Выбрать главу

      Но это распространенное заблуждение остается тем не менее истинным, когда любящий, кроткий и милосердый христианин, желая подражать своему Учителю, приготовляется разделить Его одиночество. В тот день, когда он решился последовать за Учителем, он восстановил между миром и собою преграду из понятий и привязанностей, делающую его одиноким. И как, ища славы Божьей, не чувствовать себя одиноким в мире, где эта слава не признается? Как, живя для вечности, не чувствовать себя одиноким в том мире, где все занятия сводятся к видимому, земному и плотскому? Как, любя все святое, не чувствовать себя одиноким среди такого множества сердец, которых увлекает и удовлетворяет только греховное? Как, трудясь для царства Божия, не чувствовать себя одиноким среди стольких людей, ищущих лишь славы, карьеры, успеха и богатства? Увы! Истинный христианин, страдающий до конца жизни за Христа, часто напрасно обращается к своим заснувшим собратьям и, не найдя никого, кто бы понял его, бывает принужден повторять слова Его: не могли вы и одного часа пободрствовать со Мною? Братья! Это неизбежное уединение влечет иногда за собою также соблазны, к которым я вас прошу быть внимательными. Рассмотрим эти соблазны. Одному верить в истину и одному ее возвещать, без руководства св. церкви, какое для нас страшное испытание!
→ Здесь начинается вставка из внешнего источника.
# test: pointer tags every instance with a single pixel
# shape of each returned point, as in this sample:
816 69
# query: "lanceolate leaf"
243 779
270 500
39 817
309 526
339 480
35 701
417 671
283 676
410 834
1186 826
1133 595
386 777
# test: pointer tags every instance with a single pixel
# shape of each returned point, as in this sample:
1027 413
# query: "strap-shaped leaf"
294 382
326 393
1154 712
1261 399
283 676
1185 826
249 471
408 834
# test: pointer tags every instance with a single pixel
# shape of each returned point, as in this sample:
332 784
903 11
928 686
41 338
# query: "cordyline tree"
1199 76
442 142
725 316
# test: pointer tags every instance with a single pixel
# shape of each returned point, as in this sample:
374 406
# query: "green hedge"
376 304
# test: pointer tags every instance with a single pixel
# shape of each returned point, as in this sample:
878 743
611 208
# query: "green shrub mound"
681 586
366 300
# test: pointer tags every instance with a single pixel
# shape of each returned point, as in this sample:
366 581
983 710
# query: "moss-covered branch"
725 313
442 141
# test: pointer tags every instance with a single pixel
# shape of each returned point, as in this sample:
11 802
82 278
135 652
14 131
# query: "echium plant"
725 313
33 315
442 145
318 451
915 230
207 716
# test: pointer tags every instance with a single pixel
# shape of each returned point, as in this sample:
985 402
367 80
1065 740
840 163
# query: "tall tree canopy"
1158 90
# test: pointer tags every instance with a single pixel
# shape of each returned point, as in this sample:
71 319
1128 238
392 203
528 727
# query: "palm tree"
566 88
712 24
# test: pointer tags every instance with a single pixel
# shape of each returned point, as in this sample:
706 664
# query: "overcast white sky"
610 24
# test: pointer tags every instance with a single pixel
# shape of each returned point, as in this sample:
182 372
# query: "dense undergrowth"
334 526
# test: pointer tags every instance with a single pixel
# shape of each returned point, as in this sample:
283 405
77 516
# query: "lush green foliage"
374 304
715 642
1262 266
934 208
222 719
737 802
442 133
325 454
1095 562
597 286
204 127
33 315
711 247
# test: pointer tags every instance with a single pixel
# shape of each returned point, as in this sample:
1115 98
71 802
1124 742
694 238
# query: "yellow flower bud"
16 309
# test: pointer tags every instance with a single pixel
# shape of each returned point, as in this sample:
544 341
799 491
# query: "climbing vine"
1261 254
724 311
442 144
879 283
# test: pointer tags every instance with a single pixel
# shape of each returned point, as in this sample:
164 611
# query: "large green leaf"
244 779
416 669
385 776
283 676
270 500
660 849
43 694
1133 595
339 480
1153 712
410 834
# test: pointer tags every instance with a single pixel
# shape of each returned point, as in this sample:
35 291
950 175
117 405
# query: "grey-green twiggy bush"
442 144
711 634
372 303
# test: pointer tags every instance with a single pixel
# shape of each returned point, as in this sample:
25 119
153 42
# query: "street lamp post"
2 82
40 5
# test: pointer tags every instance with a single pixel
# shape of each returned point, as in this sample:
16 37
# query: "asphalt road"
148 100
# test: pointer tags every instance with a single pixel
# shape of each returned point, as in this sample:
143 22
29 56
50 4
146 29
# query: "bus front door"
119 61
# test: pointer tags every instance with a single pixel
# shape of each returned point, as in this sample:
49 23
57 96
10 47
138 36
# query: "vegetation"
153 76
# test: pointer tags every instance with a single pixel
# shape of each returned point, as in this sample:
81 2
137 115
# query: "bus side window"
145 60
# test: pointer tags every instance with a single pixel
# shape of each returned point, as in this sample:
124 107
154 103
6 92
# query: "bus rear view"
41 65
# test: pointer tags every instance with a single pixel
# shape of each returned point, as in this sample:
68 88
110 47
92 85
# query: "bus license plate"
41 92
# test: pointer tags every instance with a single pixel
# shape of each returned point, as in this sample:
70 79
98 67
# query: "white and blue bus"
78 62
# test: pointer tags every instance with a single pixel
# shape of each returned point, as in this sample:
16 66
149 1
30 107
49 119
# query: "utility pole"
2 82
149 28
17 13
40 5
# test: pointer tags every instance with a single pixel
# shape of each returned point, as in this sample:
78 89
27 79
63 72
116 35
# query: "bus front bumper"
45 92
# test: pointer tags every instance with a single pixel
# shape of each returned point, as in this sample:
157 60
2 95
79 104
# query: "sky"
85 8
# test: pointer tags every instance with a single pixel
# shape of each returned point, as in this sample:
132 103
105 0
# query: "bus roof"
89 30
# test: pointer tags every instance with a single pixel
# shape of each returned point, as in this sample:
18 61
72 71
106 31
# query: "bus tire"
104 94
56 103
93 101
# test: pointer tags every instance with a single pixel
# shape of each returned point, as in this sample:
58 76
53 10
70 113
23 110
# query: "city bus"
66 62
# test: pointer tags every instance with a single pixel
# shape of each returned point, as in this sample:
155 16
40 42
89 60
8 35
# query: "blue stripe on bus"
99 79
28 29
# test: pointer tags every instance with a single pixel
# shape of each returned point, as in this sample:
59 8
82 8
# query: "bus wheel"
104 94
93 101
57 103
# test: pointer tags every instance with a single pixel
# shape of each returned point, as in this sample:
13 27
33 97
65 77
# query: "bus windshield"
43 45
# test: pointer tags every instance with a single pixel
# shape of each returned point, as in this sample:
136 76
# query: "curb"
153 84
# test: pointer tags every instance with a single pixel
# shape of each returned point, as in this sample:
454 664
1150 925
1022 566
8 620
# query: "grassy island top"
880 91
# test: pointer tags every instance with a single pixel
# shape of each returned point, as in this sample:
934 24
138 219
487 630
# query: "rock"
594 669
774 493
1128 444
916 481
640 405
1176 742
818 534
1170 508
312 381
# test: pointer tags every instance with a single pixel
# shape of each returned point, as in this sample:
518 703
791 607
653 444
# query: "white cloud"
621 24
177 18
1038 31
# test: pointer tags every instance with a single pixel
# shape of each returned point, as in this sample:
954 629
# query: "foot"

Таков соблазн ума. К нему может прибавиться еще соблазн сухости сердца. Сердце видит сочувствие, и ничто ему так не мило, как привязанности, разделяемые другими. Могущество любви, и вся жизнь человека усиливается сочувствием. Но одному любить Бога и призывать к любви, которая недостаточно крепка у самого, какой это повод к отчаянию, братья? Сердце углубляется тогда в самого себя и изнывает в припадках грусти. Таким образом, не оказывает ли это двойное искушение ума и сердца плачевного влияния на жизнь? Чтобы действовать, братья, надо быть понятым. Мысль, что есть зрители или свидетели, удваивает нашу природную энергию. Самые невозможные работы исполнялись соединенными силами людей. Это чудное могущество симпатии мы чувствуем всюду, где есть души детские - чистые и неиспорченные. Могущество симпатии пробуждало часто или гения или способности, которые пропали бы в одиночестве. Ничто не способно настолько ослабить наши силы, как чувство одиночества, проявляющееся тогда, когда мы преследуем цель, никем с нами не разделяемую.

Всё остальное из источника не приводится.